Space researchers from the University of Leicester are applying cutting-edge space technology to real-life applications in order to save lives on Earth.

Canada’s first astronaut, Colonel Chris Hadfield, is encouraging us all to ‘think like an astronaut’ in his new memoirs, An Astronaut’s Guide to Life on Earth, and two academics from the University of Leicester’s Space Research Centre are doing just that with their innovative applications of space technology.

The researchers will be sharing their Earth applications of space technology with Colonel Hadfield who will be visiting the University of Leicester and the National Space Centre on Friday 13 December as part of an international book tour.

At Leicester, the researchers are:

-          Helping to target cancer tumours more safely with the development of a portable, handheld gamma camera

-          Monitoring the quality of air and reducing public exposure to pollution with an air quality monitoring instrument originally designed for satellite use

Dr John Lees, Reader at the University of Leicester’s Space Research Centre, said: “A lot of technology from space can benefit the public.
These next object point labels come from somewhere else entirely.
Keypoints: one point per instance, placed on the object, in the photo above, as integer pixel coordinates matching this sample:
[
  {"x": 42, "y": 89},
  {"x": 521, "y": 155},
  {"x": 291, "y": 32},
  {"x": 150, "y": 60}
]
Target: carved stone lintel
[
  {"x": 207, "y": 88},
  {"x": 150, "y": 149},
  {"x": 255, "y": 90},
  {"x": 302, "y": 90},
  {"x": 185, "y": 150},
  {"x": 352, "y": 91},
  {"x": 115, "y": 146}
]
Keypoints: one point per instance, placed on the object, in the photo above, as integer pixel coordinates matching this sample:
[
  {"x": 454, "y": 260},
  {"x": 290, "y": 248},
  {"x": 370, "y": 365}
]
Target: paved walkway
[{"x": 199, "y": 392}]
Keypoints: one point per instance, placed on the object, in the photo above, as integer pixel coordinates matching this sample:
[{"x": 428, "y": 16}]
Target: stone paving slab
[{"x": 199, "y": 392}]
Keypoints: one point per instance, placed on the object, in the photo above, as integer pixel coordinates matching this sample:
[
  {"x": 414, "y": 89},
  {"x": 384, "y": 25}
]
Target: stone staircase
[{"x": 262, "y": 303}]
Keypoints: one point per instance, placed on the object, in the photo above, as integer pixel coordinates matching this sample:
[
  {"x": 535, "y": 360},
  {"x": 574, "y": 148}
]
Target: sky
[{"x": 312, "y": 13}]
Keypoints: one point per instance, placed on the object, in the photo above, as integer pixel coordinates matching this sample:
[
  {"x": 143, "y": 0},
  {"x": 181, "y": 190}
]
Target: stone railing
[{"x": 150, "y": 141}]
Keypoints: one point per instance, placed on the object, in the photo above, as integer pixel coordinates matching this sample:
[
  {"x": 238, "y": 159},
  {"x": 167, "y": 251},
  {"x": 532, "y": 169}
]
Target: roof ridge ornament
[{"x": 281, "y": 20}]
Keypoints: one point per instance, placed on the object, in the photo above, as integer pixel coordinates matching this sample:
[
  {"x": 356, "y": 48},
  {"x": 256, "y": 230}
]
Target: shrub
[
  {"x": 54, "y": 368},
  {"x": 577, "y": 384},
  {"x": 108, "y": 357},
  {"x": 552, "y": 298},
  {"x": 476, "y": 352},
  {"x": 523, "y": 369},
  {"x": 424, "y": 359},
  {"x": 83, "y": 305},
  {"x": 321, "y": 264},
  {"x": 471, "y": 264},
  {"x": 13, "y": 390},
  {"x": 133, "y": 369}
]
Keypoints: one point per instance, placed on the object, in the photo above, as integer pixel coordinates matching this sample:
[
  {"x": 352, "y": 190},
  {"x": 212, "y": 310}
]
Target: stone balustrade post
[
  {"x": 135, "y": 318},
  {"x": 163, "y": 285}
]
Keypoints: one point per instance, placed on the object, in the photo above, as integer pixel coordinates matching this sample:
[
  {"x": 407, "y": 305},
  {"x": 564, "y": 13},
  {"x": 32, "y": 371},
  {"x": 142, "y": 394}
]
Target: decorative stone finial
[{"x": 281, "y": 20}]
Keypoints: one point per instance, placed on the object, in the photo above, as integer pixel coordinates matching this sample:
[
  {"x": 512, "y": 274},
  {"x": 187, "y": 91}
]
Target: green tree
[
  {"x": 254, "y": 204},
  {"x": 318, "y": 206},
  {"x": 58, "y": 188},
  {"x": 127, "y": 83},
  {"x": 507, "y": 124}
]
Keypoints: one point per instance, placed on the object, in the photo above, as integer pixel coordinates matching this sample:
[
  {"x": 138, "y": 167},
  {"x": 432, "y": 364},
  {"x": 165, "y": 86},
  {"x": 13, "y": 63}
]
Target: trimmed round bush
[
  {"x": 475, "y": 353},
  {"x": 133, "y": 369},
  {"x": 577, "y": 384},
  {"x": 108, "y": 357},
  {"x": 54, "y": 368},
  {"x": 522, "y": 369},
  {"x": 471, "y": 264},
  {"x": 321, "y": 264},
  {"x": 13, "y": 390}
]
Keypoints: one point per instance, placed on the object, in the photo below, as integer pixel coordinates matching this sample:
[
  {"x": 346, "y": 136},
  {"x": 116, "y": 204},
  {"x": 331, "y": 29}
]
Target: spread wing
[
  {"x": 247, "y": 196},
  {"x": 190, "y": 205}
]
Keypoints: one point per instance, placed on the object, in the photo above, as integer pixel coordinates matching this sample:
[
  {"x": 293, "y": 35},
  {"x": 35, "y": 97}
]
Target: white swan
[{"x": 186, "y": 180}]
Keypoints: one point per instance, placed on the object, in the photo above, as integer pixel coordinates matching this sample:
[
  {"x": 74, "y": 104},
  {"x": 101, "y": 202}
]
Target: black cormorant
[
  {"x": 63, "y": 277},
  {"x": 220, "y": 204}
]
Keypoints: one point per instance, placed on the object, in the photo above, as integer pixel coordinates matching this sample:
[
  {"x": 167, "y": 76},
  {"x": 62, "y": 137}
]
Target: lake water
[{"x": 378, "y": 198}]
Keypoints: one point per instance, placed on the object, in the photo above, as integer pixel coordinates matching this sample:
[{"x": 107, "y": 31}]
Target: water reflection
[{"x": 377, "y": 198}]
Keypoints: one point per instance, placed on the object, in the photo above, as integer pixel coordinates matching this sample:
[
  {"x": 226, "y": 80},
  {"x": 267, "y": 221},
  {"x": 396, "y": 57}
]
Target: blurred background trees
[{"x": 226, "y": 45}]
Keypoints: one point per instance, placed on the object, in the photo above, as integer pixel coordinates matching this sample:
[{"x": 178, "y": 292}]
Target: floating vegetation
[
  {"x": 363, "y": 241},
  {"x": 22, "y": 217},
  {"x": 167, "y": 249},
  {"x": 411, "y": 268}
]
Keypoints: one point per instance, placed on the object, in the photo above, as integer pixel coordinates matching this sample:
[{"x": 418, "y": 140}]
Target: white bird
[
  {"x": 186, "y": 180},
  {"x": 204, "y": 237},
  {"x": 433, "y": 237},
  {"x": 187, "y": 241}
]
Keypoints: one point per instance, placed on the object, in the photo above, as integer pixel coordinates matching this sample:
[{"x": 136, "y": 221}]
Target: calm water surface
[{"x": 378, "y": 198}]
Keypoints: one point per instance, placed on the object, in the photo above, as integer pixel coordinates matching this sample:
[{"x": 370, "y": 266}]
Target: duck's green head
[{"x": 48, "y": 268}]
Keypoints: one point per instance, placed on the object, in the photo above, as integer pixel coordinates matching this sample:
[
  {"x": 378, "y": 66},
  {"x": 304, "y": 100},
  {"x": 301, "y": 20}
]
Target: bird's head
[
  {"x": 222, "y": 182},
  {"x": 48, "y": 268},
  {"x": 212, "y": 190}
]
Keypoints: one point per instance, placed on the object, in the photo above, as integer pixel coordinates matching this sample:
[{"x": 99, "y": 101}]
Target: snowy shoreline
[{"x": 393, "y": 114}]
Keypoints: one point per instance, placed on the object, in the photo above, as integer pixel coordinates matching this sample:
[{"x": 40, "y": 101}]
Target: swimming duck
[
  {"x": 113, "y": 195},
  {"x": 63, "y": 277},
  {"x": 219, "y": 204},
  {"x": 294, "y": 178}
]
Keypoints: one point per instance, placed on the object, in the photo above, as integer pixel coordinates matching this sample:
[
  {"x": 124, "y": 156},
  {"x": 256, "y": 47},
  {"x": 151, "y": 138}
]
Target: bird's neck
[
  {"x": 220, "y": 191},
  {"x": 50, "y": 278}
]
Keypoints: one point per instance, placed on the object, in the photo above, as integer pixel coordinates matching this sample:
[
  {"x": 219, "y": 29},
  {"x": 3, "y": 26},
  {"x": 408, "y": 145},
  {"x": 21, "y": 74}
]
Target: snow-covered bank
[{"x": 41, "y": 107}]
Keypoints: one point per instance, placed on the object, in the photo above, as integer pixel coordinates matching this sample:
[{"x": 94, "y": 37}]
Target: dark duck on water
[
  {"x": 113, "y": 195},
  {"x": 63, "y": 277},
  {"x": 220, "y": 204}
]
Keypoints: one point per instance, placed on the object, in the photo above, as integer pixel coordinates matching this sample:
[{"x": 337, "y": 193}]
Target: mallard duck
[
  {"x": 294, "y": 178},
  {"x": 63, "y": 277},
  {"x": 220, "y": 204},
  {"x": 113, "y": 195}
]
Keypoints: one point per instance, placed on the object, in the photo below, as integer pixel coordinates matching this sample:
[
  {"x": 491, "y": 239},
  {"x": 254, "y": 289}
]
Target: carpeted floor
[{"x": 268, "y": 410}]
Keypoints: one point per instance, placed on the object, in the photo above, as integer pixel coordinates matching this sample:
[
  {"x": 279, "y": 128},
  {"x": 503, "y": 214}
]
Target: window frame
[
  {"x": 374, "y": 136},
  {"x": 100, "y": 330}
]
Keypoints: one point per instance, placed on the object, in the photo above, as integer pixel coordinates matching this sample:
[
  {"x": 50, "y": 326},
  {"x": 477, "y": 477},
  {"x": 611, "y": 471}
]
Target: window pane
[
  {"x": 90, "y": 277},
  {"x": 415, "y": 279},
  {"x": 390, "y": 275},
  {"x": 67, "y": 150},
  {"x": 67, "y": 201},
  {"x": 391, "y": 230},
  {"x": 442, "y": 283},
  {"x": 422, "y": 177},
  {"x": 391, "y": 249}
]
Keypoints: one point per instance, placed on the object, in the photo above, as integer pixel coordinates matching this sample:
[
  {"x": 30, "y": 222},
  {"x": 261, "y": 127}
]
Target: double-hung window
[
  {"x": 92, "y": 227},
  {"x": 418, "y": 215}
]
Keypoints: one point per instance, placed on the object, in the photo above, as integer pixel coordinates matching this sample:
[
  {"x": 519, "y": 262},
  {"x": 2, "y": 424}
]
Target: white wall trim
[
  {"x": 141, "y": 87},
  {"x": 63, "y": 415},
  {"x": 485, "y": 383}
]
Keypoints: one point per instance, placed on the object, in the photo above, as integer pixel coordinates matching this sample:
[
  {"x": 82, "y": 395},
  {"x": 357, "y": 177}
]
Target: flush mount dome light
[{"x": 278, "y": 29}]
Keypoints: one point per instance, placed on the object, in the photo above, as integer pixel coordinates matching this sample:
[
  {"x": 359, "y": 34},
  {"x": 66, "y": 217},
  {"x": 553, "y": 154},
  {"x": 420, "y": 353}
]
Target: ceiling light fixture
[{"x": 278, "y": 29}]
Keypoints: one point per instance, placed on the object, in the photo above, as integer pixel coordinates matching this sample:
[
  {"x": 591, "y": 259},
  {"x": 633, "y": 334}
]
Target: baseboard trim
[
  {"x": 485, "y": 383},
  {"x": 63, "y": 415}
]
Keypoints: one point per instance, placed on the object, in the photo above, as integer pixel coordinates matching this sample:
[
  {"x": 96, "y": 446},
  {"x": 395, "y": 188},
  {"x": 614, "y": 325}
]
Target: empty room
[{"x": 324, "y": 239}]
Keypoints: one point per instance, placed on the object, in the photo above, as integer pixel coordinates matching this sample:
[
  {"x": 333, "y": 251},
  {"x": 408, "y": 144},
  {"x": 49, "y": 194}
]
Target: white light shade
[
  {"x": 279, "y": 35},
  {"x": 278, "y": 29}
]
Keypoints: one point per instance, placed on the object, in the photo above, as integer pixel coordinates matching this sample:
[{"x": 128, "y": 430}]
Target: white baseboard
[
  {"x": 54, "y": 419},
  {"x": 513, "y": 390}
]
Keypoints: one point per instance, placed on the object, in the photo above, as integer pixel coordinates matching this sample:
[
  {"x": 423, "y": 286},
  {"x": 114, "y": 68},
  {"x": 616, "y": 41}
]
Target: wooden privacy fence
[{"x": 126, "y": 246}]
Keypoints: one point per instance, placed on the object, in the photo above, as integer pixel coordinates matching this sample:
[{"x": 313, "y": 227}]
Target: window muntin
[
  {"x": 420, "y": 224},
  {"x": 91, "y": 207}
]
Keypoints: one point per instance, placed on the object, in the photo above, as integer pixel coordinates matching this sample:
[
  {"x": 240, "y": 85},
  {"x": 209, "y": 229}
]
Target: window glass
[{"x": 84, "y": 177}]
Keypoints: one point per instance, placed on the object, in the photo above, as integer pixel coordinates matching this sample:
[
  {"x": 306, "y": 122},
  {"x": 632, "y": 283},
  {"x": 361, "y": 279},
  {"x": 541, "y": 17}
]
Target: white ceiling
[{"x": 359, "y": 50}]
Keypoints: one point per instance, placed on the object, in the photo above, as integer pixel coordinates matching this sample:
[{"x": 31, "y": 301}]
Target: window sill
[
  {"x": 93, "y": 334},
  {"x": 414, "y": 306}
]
By developing a handheld gamma camera, we now have a portable imaging device which can be taken to hospitals and to patients. This will increase the number of patients with access to such an imaging device, helping to treat cancer at a much earlier stage.”

Dr Roland Leigh, Lecturer from the University of Leicester’s department of Physics and Astronomy explained: “The average member of the public loses seven to eight months of life expectancy due to pollution. Using space technology we have developed a satellite instrument which has created a panoramic image of pollution above cities. By providing a better understanding of levels of pollution and human exposure, we can help to inform policymakers on how best to manage the amount of exposure we have to pollution on a daily basis.” 

During his visit to the University, Chris will also meet a number of Physics and Astronomy students who will share their research with him through displays and demonstrations. He will then take part in a Q&A session at the National Space Centre with school and college students from around Leicestershire.